One of the most tiring things for founders can be always being compared to Unicorns and now Decacorns.  Certainly, sometimes it’s inspirational.  I loved it when many of the founders come out of each SaaStrAnnual saying they needed to grow faster:

But the reality is as a founder there are different ways to make real money and build something meaningful.  Go back to our case study of Marketo vs. Eloqua vs.
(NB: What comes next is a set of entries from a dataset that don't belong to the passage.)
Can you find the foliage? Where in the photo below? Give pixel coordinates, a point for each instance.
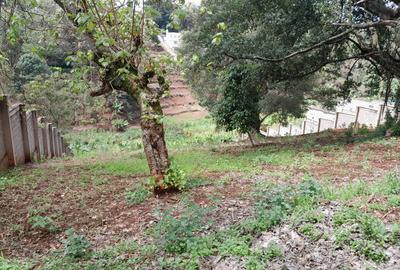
(176, 234)
(219, 42)
(137, 195)
(43, 223)
(238, 108)
(175, 178)
(121, 125)
(53, 98)
(27, 68)
(76, 246)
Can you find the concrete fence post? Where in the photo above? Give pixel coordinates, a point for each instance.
(62, 145)
(36, 134)
(380, 114)
(54, 135)
(59, 148)
(25, 136)
(319, 125)
(9, 159)
(357, 117)
(51, 140)
(45, 137)
(55, 141)
(336, 119)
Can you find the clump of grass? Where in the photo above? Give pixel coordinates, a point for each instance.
(367, 235)
(137, 195)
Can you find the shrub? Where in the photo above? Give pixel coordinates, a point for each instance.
(120, 125)
(176, 234)
(42, 223)
(76, 246)
(138, 195)
(174, 179)
(273, 251)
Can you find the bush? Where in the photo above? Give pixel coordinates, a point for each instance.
(120, 125)
(138, 195)
(76, 246)
(174, 179)
(177, 234)
(42, 223)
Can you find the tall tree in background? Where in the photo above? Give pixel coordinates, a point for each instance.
(297, 45)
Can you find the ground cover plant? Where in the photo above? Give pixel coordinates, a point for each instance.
(314, 197)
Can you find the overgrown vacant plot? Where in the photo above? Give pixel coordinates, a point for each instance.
(293, 202)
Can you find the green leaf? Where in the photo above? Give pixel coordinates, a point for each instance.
(222, 26)
(217, 39)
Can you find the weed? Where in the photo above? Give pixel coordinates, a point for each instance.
(137, 195)
(235, 246)
(369, 250)
(6, 264)
(175, 177)
(76, 246)
(42, 223)
(273, 251)
(311, 231)
(120, 125)
(174, 234)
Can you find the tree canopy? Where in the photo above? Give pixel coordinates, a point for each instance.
(303, 50)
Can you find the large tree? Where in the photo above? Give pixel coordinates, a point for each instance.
(116, 37)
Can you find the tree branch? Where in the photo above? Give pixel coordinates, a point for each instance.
(303, 51)
(370, 24)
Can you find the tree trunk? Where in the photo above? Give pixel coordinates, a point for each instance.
(154, 144)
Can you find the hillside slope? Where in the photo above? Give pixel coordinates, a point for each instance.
(181, 103)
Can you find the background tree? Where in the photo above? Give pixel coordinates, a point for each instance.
(305, 50)
(224, 33)
(239, 108)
Pardot here.

For VCs that manage a fund any bigger than $150m or so though (which is relatively small for a VC) — there really is only one way.  Unicorns.

If you understand this, at least you’ll understand why VCs are the way they are.

Because the (maybe semi-sad) thing for VCs is, only Unicorns make the business model work:

  • Say you have a $200m VC fund (not that large, really, but an example for a Series A fund).
  • Your own investors (the LPs) are looking for gross returns (before expenses) of about 4x, so let’s call it $800m.
  • You get to make about 30 or so investments from that fund.

So those 30 investments have to return $800m.

How can they do that, if they own, on average, say, 15% of each company?

  • Well, $800m (4x the fund before costs and profits/carry) / 15% ownership on average = $5.333 billion in market cap to achieve 4x gross in the fund
  • So a $200m VC fund needs $5.333 billion in exits (measured by the 30 companies’ collective value when the VC can finally sell their stock post-IPO or acquisition) to hit its own investors’ expectations.  In “just” a $200m VC fund.
  • Multiple unicorns, in fact.  Just one at a $1 billion or $2 billion market cap won’t be enough.  A decacorn will be enough though. 🙂

And now you can also see why VCs care so much about how much they own.  If that 15% average ownership dips down to say 10%, it just gets that much harder.

Scale that up for billion$+ funds.

Unicorn and now Decacorn Hunters, so all VCs must be.  At least, any VC working at a fund of any material size.